Hey, I'm planning on getting a pair or a trio of ackies soon and I wanted to build a melamine enclosure but after some research I found out they need relatively high humidity levels and require humid substrate. One member wrote that every melamine terrarium he used got destroyed after max 18 month. If ill put silicone around the edges there shouldnt be a problem with the humidity ackies need? 

Also, I know it not very related but I might as well ask, how much ventilation do they need? should I use a standard panel or three of those smaller ventilation circles would do the job(keeping in mind that humidity and temp should be relatively high)?

Thanks in advance!


----------



## Rogue5861 (Aug 4, 2014)

Over winter i block my ventilation so i can keep the heat up. I have 3 100mm round vents on the top rear and 4 40mm round vents at the front bottom. Ackies dont need it moist all the time but they appreciate humidity to be between 35-70%, any less and they can have shedding issues and any more could cause RI.


Rick


----------



## nir.n (Aug 4, 2014)

Can I only place ventilation at the back of the enclosure? I heard they need high front piece (the piece of melamine on which the doors are mounted) because they require deep substrate, I read that the recommended hight is 30 cm+4 cm vents+3cm+- from under and over the vent, thats aprox 40 cm while standard is 10. 
Because they dont need too much ventilation maybe just the back will be enough? or do the opposite, high vent in the front and low in the back?
And is 30 cm front a must or 20cm for example will be good as well?

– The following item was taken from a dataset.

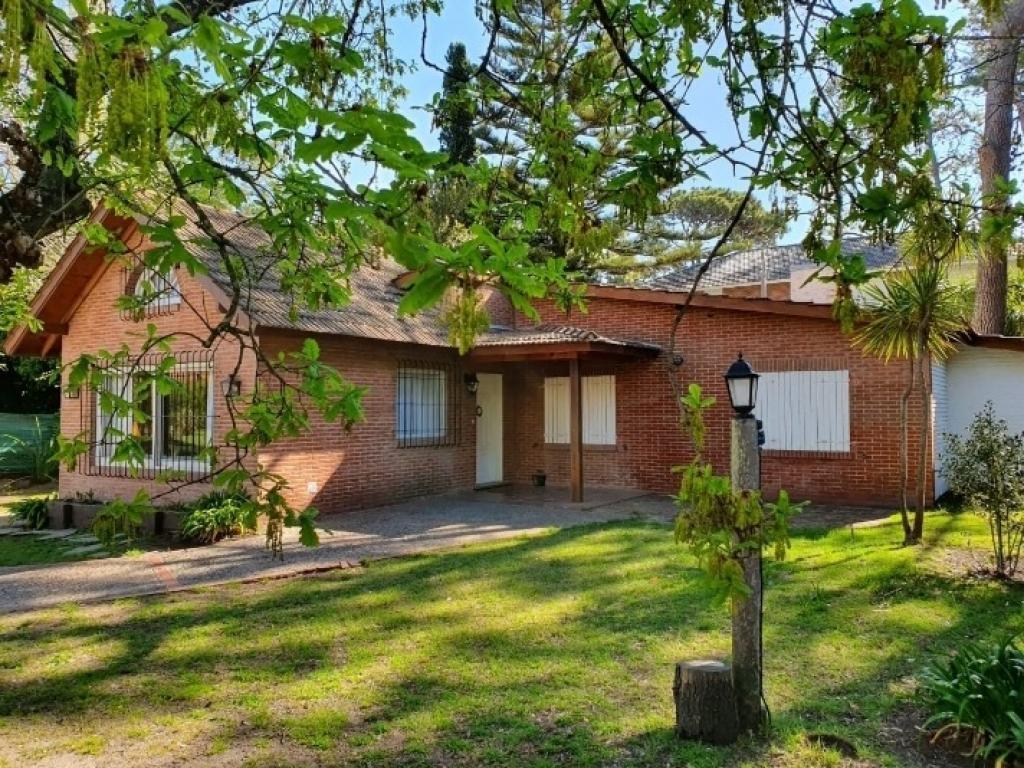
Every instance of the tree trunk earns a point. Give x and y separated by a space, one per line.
993 164
904 456
706 707
926 431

sorry if its abit off topic...


----------



## Native_EWD (Aug 4, 2014)

A lot of breeders I've seen have a 10litre or so tub full of sand in there ackie setups, while the substrate is only 2-3 cms deep.


----------



## Rogue5861 (Aug 4, 2014)

Mine has a 20cm piece front, have between 15-20cm of sand for them. I will be suppling a seperate lay box for them when the time comes so they arnt laid all around the enclosure, nothing worst then hunting for eggs in 60-80kgs of sand.


Rick


----------



## nir.n (Aug 4, 2014)

Thanks for the answers! What do you think about the vent placement I mentioned before?


----------